15.3 Webhook to Teams

  • Register export.succeeded webhook.
  • Verify HMAC, format message card, post to Teams webhook URL.

15.4 Backfill CLI

  • Accept start/end timestamps and entity type.
  • Read source snapshots; push batches with rate limit and progress bar.
  • Tag runs with correlation_id and write a resumable state file.

16) Templates

16.1 .env.example

CLUE_HOST=https://your-cluedin-host
CLUE_TOKEN=
LOG_LEVEL=info

16.2 Makefile

lint: ; ./tools/validate-config.sh
test: ; pytest -q
run:  ; node src/index.js

16.3 Dockerfile (Node)

FROM node:20-alpine
WORKDIR /app
COPY package*.json ./
RUN npm ci --omit=dev
COPY . .
CMD ["node","src/index.js"]

17) Troubleshooting

401/403: token scope/expiry; SSO group‑to‑role mapping.
429: respect Retry-After; backoff with jitter; reduce concurrency.
Schema null explosion: check mapping field paths and cleaning order.
Webhook storms: dedupe by event id; idempotent handlers; collapse alerts.
Export drift: switch to staging export; diff schemas; version bump if breaking.


18) Operating Rhythm

Daily: glance pipeline health, DLQ, last export run, top errors.
Weekly: ship 1–2 improvements; tighten tests; review costs.
Monthly: token/secrets rotation; access review; deprecate old exports.
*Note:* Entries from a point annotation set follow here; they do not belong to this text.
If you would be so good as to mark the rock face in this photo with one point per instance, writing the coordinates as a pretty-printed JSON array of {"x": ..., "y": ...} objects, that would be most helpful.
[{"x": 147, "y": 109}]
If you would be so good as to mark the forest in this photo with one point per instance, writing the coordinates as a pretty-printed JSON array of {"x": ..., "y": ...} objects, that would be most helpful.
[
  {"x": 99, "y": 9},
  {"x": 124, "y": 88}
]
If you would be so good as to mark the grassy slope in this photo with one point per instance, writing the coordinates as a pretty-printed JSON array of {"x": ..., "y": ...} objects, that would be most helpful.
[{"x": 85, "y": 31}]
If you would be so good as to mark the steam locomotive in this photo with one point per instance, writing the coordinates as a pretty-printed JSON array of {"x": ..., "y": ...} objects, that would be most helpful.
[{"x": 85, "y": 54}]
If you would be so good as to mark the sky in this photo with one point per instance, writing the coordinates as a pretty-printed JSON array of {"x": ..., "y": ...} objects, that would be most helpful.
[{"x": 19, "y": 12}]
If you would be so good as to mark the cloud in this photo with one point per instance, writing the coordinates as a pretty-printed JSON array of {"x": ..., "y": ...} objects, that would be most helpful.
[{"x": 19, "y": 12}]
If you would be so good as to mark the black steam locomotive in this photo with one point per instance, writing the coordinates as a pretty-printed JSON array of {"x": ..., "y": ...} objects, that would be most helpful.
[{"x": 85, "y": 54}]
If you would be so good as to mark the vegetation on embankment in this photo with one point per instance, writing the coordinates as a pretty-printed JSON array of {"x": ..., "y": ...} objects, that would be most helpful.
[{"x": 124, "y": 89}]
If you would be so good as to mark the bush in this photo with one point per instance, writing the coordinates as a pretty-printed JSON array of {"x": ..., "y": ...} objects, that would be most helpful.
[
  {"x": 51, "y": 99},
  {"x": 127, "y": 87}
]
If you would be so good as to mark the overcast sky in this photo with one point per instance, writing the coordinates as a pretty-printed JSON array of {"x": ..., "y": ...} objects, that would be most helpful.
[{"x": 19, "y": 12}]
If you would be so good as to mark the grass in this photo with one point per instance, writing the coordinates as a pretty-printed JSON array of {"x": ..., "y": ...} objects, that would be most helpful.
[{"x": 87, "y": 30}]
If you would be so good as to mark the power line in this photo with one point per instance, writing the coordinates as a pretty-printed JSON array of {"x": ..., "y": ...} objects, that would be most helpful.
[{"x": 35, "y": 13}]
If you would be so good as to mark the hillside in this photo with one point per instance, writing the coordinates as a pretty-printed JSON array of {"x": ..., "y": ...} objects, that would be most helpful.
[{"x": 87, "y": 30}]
19) Definition of Done (Dev)

  • Config in repo with PR review & audit links.
  • Staging run green; prod run green ×3.
  • DQ metrics same or better.
  • Runbook updated; alert routed; rollback noted.

You’re set: build producers and consumers, codify mapping/cleaning/validations, leverage AI Agents with guardrails, program the dedup lifecycle, observe everything, and ship safely with versioned exports and CI/CD.